(a) Field of the Invention
This invention relates to belt drive systems for transmitting power with a drive belt.
(b) Description of Related Art
In drive systems using a flat belt, the flat belt when running often causes wobbling and sidetracking towards one side of the pulley. This is because a flat belt is susceptible, as compared with the other kinds of drive belts, to position changes of drive system components, such as deviation of a pulley shaft from its normal position, deflection thereof due to change in radial shaft load, and pulley wobbling. If such a belt wobbling or sidetracking occurs, then the flat belt may come into contact with a flange of the flat pulley, resulting in a fuzzed flat belt side face or a frayed cord.

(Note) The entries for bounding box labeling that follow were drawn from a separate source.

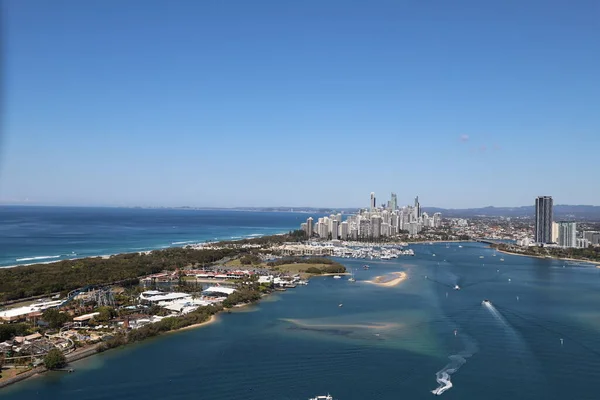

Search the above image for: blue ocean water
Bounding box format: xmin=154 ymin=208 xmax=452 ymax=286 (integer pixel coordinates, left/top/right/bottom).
xmin=0 ymin=206 xmax=308 ymax=267
xmin=1 ymin=243 xmax=600 ymax=400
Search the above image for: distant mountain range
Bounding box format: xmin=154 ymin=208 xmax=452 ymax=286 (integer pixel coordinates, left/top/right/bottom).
xmin=220 ymin=205 xmax=600 ymax=221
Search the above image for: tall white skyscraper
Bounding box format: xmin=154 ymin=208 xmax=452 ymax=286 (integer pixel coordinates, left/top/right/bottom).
xmin=371 ymin=215 xmax=381 ymax=238
xmin=558 ymin=222 xmax=577 ymax=247
xmin=534 ymin=196 xmax=554 ymax=243
xmin=306 ymin=217 xmax=315 ymax=238
xmin=433 ymin=213 xmax=442 ymax=228
xmin=330 ymin=219 xmax=340 ymax=240
xmin=340 ymin=221 xmax=350 ymax=240
xmin=370 ymin=192 xmax=377 ymax=211
xmin=390 ymin=193 xmax=398 ymax=211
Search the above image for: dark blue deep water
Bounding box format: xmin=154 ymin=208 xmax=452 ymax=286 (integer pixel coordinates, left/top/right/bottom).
xmin=0 ymin=206 xmax=308 ymax=267
xmin=0 ymin=243 xmax=600 ymax=400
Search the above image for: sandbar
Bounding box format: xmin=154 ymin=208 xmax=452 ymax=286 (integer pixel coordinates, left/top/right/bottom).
xmin=282 ymin=319 xmax=400 ymax=329
xmin=365 ymin=272 xmax=408 ymax=287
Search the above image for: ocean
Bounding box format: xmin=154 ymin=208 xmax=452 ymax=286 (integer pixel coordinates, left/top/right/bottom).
xmin=0 ymin=206 xmax=309 ymax=267
xmin=1 ymin=239 xmax=600 ymax=400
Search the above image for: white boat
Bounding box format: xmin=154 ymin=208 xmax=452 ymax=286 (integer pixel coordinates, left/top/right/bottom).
xmin=348 ymin=271 xmax=356 ymax=282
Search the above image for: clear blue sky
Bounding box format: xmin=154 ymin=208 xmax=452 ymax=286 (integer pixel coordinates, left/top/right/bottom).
xmin=0 ymin=0 xmax=600 ymax=208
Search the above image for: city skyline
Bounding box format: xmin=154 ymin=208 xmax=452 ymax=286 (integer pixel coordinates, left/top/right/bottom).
xmin=0 ymin=0 xmax=600 ymax=208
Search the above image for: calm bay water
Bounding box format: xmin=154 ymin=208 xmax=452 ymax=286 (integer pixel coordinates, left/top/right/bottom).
xmin=2 ymin=243 xmax=600 ymax=400
xmin=0 ymin=206 xmax=307 ymax=267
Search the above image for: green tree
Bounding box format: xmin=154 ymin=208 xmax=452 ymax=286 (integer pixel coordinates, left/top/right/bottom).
xmin=44 ymin=349 xmax=67 ymax=369
xmin=42 ymin=308 xmax=71 ymax=329
xmin=95 ymin=306 xmax=117 ymax=322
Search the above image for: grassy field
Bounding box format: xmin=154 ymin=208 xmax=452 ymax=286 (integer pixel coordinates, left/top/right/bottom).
xmin=266 ymin=263 xmax=342 ymax=278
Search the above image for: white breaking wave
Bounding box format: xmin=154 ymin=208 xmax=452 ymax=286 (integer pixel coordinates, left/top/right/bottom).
xmin=17 ymin=255 xmax=61 ymax=261
xmin=431 ymin=336 xmax=477 ymax=396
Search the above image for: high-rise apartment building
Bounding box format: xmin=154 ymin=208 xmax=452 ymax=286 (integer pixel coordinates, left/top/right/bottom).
xmin=582 ymin=231 xmax=600 ymax=245
xmin=415 ymin=196 xmax=421 ymax=219
xmin=340 ymin=221 xmax=350 ymax=240
xmin=330 ymin=219 xmax=340 ymax=239
xmin=390 ymin=193 xmax=398 ymax=211
xmin=551 ymin=221 xmax=558 ymax=243
xmin=433 ymin=213 xmax=442 ymax=228
xmin=534 ymin=196 xmax=553 ymax=243
xmin=306 ymin=217 xmax=315 ymax=238
xmin=371 ymin=215 xmax=382 ymax=238
xmin=558 ymin=222 xmax=577 ymax=247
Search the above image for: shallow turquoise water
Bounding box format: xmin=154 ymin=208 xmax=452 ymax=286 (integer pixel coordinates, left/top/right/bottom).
xmin=2 ymin=243 xmax=600 ymax=400
xmin=0 ymin=206 xmax=307 ymax=267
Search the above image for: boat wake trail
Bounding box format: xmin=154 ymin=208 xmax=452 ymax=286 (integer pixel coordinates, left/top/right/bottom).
xmin=483 ymin=301 xmax=514 ymax=326
xmin=431 ymin=336 xmax=477 ymax=396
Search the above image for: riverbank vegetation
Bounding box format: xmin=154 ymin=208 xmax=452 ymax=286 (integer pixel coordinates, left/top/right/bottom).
xmin=492 ymin=244 xmax=600 ymax=262
xmin=0 ymin=231 xmax=308 ymax=301
xmin=267 ymin=257 xmax=346 ymax=275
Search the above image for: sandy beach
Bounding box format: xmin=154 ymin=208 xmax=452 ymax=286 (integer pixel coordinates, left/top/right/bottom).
xmin=496 ymin=249 xmax=600 ymax=268
xmin=365 ymin=272 xmax=408 ymax=287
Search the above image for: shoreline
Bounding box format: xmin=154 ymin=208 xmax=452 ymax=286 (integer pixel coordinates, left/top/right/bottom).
xmin=0 ymin=310 xmax=223 ymax=390
xmin=0 ymin=230 xmax=296 ymax=269
xmin=490 ymin=246 xmax=600 ymax=268
xmin=363 ymin=271 xmax=408 ymax=287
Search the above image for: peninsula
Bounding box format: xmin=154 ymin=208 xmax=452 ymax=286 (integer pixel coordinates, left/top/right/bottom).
xmin=0 ymin=232 xmax=346 ymax=387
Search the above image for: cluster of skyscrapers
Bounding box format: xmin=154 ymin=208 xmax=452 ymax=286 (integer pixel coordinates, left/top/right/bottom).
xmin=300 ymin=193 xmax=442 ymax=240
xmin=533 ymin=196 xmax=600 ymax=247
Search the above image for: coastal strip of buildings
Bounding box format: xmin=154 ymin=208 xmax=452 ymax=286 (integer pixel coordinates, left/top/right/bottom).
xmin=517 ymin=196 xmax=600 ymax=248
xmin=300 ymin=193 xmax=442 ymax=240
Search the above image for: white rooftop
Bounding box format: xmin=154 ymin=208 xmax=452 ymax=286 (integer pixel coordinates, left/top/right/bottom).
xmin=204 ymin=286 xmax=235 ymax=295
xmin=140 ymin=291 xmax=192 ymax=301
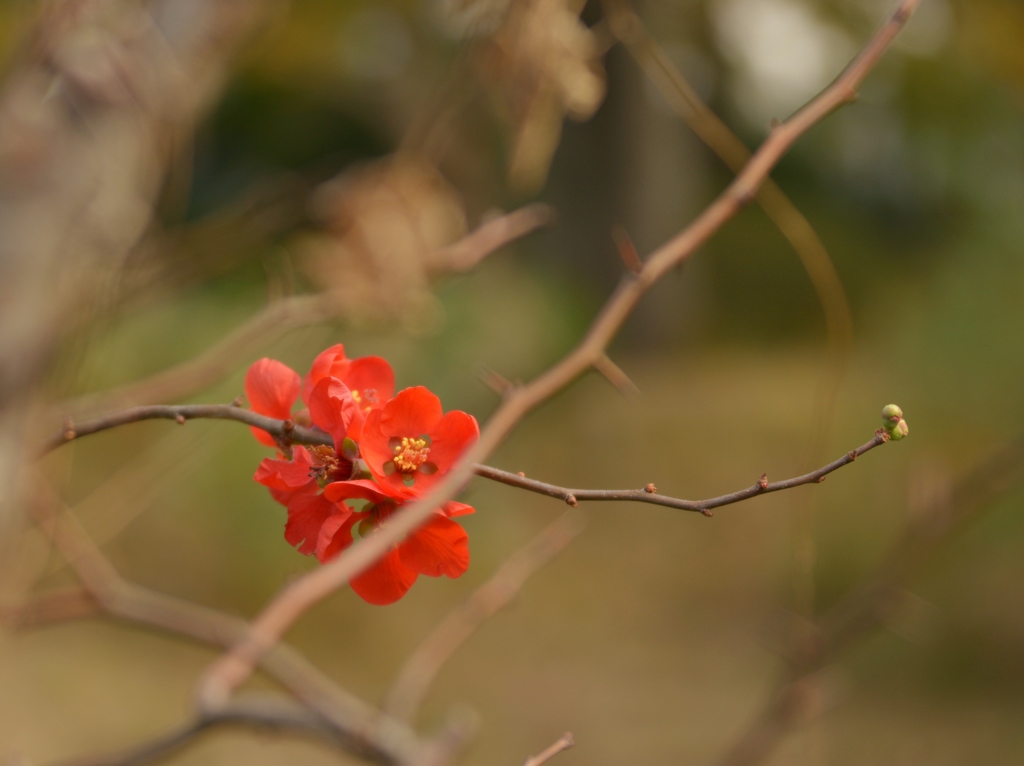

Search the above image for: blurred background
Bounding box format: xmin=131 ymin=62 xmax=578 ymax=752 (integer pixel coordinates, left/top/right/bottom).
xmin=0 ymin=0 xmax=1024 ymax=766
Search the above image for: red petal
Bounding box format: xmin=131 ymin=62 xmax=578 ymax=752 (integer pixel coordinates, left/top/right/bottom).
xmin=380 ymin=386 xmax=441 ymax=437
xmin=285 ymin=495 xmax=339 ymax=556
xmin=441 ymin=500 xmax=476 ymax=518
xmin=359 ymin=410 xmax=394 ymax=481
xmin=245 ymin=357 xmax=301 ymax=446
xmin=427 ymin=410 xmax=480 ymax=473
xmin=316 ymin=506 xmax=366 ymax=562
xmin=246 ymin=358 xmax=302 ymax=420
xmin=349 ymin=548 xmax=418 ymax=606
xmin=344 ymin=356 xmax=394 ymax=410
xmin=253 ymin=446 xmax=315 ymax=491
xmin=309 ymin=377 xmax=362 ymax=452
xmin=324 ymin=479 xmax=403 ymax=503
xmin=302 ymin=343 xmax=351 ymax=405
xmin=398 ymin=515 xmax=469 ymax=578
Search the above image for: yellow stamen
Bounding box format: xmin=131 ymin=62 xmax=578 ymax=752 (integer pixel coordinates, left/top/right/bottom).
xmin=394 ymin=436 xmax=430 ymax=473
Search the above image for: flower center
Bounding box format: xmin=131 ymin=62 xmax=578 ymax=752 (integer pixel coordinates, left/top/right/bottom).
xmin=394 ymin=436 xmax=430 ymax=473
xmin=309 ymin=445 xmax=352 ymax=486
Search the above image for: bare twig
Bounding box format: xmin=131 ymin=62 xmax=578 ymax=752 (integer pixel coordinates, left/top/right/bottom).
xmin=52 ymin=294 xmax=340 ymax=417
xmin=430 ymin=203 xmax=555 ymax=272
xmin=604 ymin=0 xmax=853 ymax=458
xmin=51 ymin=698 xmax=362 ymax=766
xmin=523 ymin=731 xmax=575 ymax=766
xmin=44 ymin=405 xmax=888 ymax=516
xmin=475 ymin=431 xmax=889 ymax=516
xmin=718 ymin=438 xmax=1024 ymax=766
xmin=25 ymin=497 xmax=424 ymax=763
xmin=594 ymin=353 xmax=640 ymax=398
xmin=381 ymin=512 xmax=583 ymax=721
xmin=192 ymin=0 xmax=920 ymax=706
xmin=52 ymin=204 xmax=554 ymax=417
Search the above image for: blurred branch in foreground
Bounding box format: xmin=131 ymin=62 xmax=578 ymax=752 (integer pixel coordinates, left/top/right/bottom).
xmin=50 ymin=204 xmax=554 ymax=420
xmin=381 ymin=512 xmax=583 ymax=721
xmin=190 ymin=0 xmax=920 ymax=708
xmin=0 ymin=0 xmax=265 ymax=569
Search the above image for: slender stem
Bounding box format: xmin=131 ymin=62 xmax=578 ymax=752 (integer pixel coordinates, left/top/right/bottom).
xmin=43 ymin=405 xmax=888 ymax=516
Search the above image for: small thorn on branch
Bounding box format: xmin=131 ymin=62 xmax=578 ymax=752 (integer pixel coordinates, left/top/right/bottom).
xmin=476 ymin=365 xmax=516 ymax=398
xmin=594 ymin=353 xmax=640 ymax=398
xmin=523 ymin=731 xmax=575 ymax=766
xmin=611 ymin=223 xmax=643 ymax=274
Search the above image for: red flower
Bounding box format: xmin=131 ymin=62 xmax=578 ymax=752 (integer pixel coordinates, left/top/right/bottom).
xmin=245 ymin=357 xmax=302 ymax=446
xmin=302 ymin=343 xmax=394 ymax=439
xmin=253 ymin=446 xmax=352 ymax=556
xmin=316 ymin=480 xmax=473 ymax=605
xmin=359 ymin=386 xmax=480 ymax=500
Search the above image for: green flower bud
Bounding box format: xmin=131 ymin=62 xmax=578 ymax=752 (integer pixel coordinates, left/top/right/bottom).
xmin=889 ymin=418 xmax=910 ymax=441
xmin=882 ymin=405 xmax=903 ymax=428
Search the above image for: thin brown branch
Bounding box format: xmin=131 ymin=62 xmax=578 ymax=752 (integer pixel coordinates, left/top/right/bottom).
xmin=604 ymin=0 xmax=853 ymax=461
xmin=44 ymin=405 xmax=889 ymax=516
xmin=475 ymin=430 xmax=889 ymax=516
xmin=49 ymin=698 xmax=356 ymax=766
xmin=381 ymin=512 xmax=583 ymax=721
xmin=52 ymin=203 xmax=554 ymax=417
xmin=430 ymin=203 xmax=555 ymax=272
xmin=718 ymin=438 xmax=1024 ymax=766
xmin=52 ymin=294 xmax=340 ymax=417
xmin=523 ymin=731 xmax=575 ymax=766
xmin=192 ymin=0 xmax=920 ymax=706
xmin=594 ymin=353 xmax=640 ymax=398
xmin=0 ymin=587 xmax=100 ymax=629
xmin=24 ymin=487 xmax=425 ymax=763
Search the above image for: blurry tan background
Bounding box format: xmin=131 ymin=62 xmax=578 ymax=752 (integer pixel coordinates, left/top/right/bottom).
xmin=0 ymin=0 xmax=1024 ymax=766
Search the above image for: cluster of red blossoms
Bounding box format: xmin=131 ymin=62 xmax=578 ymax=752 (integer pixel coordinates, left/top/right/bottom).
xmin=246 ymin=344 xmax=480 ymax=604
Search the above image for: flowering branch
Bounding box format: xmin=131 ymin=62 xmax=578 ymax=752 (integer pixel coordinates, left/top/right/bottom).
xmin=381 ymin=514 xmax=583 ymax=721
xmin=475 ymin=429 xmax=889 ymax=516
xmin=193 ymin=0 xmax=920 ymax=706
xmin=42 ymin=405 xmax=889 ymax=516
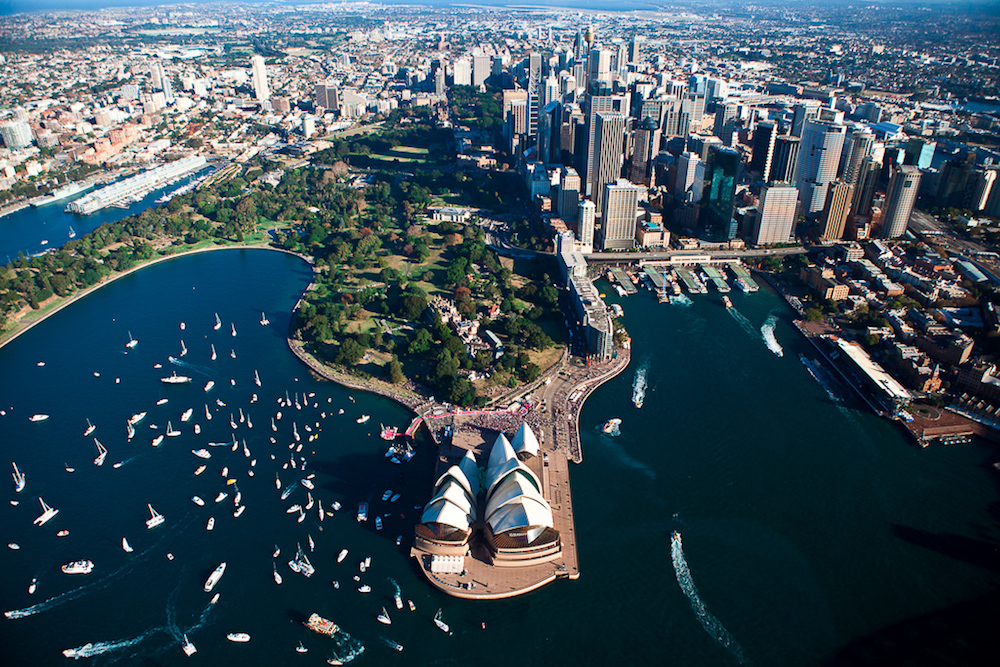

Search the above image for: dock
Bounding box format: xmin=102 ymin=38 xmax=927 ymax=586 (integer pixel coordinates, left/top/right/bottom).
xmin=727 ymin=262 xmax=760 ymax=292
xmin=608 ymin=268 xmax=639 ymax=296
xmin=674 ymin=266 xmax=708 ymax=294
xmin=701 ymin=264 xmax=730 ymax=294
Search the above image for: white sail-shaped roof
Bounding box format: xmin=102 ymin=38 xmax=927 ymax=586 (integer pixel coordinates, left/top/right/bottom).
xmin=434 ymin=466 xmax=479 ymax=498
xmin=486 ymin=458 xmax=542 ymax=502
xmin=428 ymin=479 xmax=476 ymax=520
xmin=486 ymin=470 xmax=551 ymax=520
xmin=510 ymin=423 xmax=538 ymax=456
xmin=420 ymin=498 xmax=470 ymax=530
xmin=458 ymin=449 xmax=479 ymax=498
xmin=486 ymin=433 xmax=515 ymax=474
xmin=489 ymin=496 xmax=552 ymax=535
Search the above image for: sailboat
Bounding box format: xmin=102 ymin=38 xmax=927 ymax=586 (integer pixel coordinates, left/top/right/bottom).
xmin=94 ymin=438 xmax=108 ymax=466
xmin=146 ymin=503 xmax=163 ymax=528
xmin=11 ymin=461 xmax=24 ymax=493
xmin=32 ymin=496 xmax=59 ymax=526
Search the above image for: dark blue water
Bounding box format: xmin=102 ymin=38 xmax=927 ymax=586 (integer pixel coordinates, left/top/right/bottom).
xmin=0 ymin=251 xmax=998 ymax=665
xmin=0 ymin=177 xmax=199 ymax=264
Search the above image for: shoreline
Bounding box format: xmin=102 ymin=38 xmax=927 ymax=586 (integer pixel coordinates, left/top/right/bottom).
xmin=0 ymin=245 xmax=313 ymax=349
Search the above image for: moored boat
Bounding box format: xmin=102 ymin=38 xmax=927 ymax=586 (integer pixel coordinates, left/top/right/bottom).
xmin=205 ymin=561 xmax=226 ymax=593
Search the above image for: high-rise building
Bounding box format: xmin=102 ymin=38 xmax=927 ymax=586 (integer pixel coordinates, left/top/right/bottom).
xmin=674 ymin=153 xmax=705 ymax=204
xmin=748 ymin=120 xmax=778 ymax=181
xmin=250 ymin=56 xmax=271 ymax=102
xmin=819 ymin=181 xmax=854 ymax=241
xmin=591 ymin=111 xmax=628 ymax=214
xmin=557 ymin=167 xmax=580 ymax=222
xmin=842 ymin=128 xmax=875 ymax=185
xmin=764 ymin=134 xmax=802 ymax=183
xmin=576 ymin=199 xmax=597 ymax=252
xmin=705 ymin=146 xmax=741 ymax=239
xmin=851 ymin=155 xmax=882 ymax=216
xmin=628 ymin=116 xmax=660 ymax=186
xmin=792 ymin=100 xmax=824 ymax=138
xmin=882 ymin=165 xmax=921 ymax=239
xmin=472 ymin=55 xmax=493 ymax=87
xmin=0 ymin=120 xmax=31 ymax=150
xmin=582 ymin=95 xmax=626 ymax=197
xmin=795 ymin=120 xmax=846 ymax=215
xmin=454 ymin=58 xmax=472 ymax=86
xmin=748 ymin=183 xmax=799 ymax=245
xmin=601 ymin=178 xmax=643 ymax=250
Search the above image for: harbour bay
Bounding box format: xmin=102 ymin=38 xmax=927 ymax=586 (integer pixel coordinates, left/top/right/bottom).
xmin=0 ymin=251 xmax=997 ymax=665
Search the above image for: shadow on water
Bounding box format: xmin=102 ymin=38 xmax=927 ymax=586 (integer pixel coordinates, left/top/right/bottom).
xmin=823 ymin=592 xmax=1000 ymax=666
xmin=892 ymin=524 xmax=1000 ymax=572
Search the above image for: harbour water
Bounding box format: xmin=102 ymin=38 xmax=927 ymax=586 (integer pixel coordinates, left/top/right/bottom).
xmin=0 ymin=176 xmax=201 ymax=264
xmin=0 ymin=251 xmax=1000 ymax=665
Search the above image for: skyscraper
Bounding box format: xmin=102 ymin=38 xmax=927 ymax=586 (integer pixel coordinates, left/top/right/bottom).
xmin=882 ymin=165 xmax=921 ymax=239
xmin=601 ymin=178 xmax=642 ymax=250
xmin=558 ymin=167 xmax=580 ymax=222
xmin=705 ymin=146 xmax=740 ymax=239
xmin=250 ymin=56 xmax=271 ymax=102
xmin=819 ymin=181 xmax=854 ymax=241
xmin=582 ymin=95 xmax=625 ymax=197
xmin=628 ymin=116 xmax=660 ymax=186
xmin=576 ymin=199 xmax=597 ymax=252
xmin=795 ymin=120 xmax=846 ymax=215
xmin=749 ymin=183 xmax=799 ymax=245
xmin=591 ymin=111 xmax=627 ymax=216
xmin=764 ymin=134 xmax=802 ymax=183
xmin=748 ymin=120 xmax=778 ymax=181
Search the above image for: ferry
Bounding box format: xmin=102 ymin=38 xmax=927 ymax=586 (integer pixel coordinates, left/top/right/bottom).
xmin=304 ymin=614 xmax=340 ymax=637
xmin=62 ymin=560 xmax=94 ymax=574
xmin=146 ymin=503 xmax=163 ymax=529
xmin=205 ymin=561 xmax=226 ymax=593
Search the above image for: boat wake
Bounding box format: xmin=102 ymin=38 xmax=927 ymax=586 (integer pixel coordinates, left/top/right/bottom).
xmin=760 ymin=313 xmax=785 ymax=357
xmin=3 ymin=515 xmax=191 ymax=619
xmin=167 ymin=357 xmax=212 ymax=377
xmin=632 ymin=361 xmax=649 ymax=408
xmin=670 ymin=531 xmax=749 ymax=665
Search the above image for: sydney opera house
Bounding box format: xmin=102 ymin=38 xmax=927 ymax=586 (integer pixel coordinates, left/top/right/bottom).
xmin=413 ymin=424 xmax=562 ymax=596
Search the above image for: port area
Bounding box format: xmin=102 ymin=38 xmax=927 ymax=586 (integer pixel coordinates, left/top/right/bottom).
xmin=410 ymin=348 xmax=631 ymax=600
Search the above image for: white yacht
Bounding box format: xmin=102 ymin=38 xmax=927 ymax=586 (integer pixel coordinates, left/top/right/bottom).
xmin=205 ymin=561 xmax=226 ymax=593
xmin=32 ymin=496 xmax=59 ymax=526
xmin=94 ymin=438 xmax=108 ymax=466
xmin=146 ymin=503 xmax=163 ymax=528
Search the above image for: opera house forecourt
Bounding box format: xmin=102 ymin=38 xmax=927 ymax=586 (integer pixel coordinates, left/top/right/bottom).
xmin=411 ymin=424 xmax=579 ymax=599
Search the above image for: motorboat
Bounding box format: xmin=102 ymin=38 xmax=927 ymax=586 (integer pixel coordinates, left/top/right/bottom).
xmin=205 ymin=561 xmax=226 ymax=593
xmin=62 ymin=560 xmax=94 ymax=574
xmin=146 ymin=503 xmax=163 ymax=529
xmin=32 ymin=496 xmax=59 ymax=526
xmin=11 ymin=461 xmax=24 ymax=493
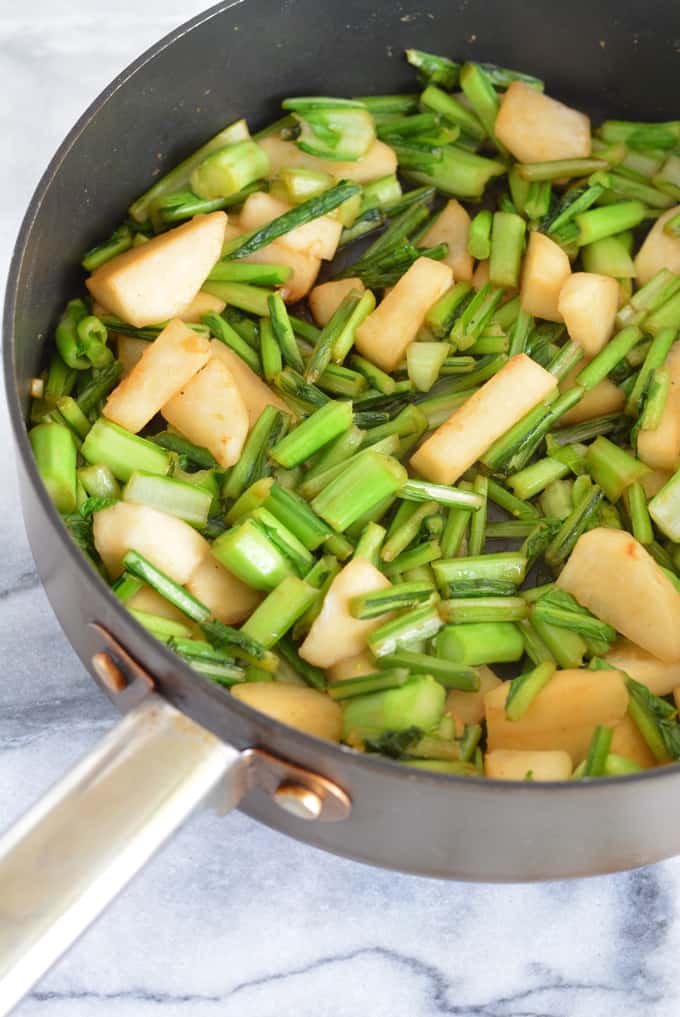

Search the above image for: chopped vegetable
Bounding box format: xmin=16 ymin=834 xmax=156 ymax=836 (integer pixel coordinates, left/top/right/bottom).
xmin=86 ymin=212 xmax=227 ymax=327
xmin=28 ymin=50 xmax=680 ymax=783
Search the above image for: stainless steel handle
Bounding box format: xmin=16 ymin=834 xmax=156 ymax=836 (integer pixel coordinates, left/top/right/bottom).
xmin=0 ymin=694 xmax=248 ymax=1015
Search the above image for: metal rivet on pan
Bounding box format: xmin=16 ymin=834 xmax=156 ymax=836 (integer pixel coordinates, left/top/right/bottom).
xmin=273 ymin=781 xmax=323 ymax=820
xmin=92 ymin=653 xmax=127 ymax=693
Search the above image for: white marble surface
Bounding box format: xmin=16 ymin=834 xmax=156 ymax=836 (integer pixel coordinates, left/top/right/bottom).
xmin=0 ymin=0 xmax=680 ymax=1017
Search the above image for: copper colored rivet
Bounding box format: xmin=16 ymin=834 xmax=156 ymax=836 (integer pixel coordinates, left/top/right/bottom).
xmin=92 ymin=653 xmax=127 ymax=693
xmin=273 ymin=781 xmax=323 ymax=820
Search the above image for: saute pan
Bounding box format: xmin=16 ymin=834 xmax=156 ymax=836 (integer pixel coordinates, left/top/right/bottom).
xmin=0 ymin=0 xmax=680 ymax=1013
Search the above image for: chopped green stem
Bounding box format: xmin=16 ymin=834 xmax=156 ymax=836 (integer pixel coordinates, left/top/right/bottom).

A known approach to this problem is to crown the outer periphery of a flat pulley (i.e., to form it into a convex surface). There is also a proposed technique to form the crown at the outer periphery of a pulley into the shape of a sphere around the rotation center of the pulley (see, for example, Japanese Unexamined Utility-Model Publication No. 59-45351). This proposed technique is intended, when a tension difference arises between the right and left portions of the flat belt to cause an inclination of the pulley shaft and its attendant deviation of the flat belt to one side of the pulley, to take advantage of rotation moment acting on the pulley by tension of the flat belt to eliminate the inclination (angular deviation) of the pulley shaft and the deviation of the flat belt.
There is also known a flat pulley the outer periphery of which has a multiplicity of grooves formed at regular intervals along its circumference (see, for example, Japanese Unexamined Patent Publication No. 6-307521). Each groove extends to form a V-shape symmetrically from the middle of the pulley width toward both sides. These grooves create between the flat belt and the pulley a frictional force which allows the flat belt to approach the middle of the pulley width, thereby preventing wobbling and sidetracking of the belt.
There is still also known a technique to place guide rollers to both sides of a flat belt and thereby limit the running position of the flat belt (see, for example, Japanese Examined Utility-Model Publication No. 63-6520).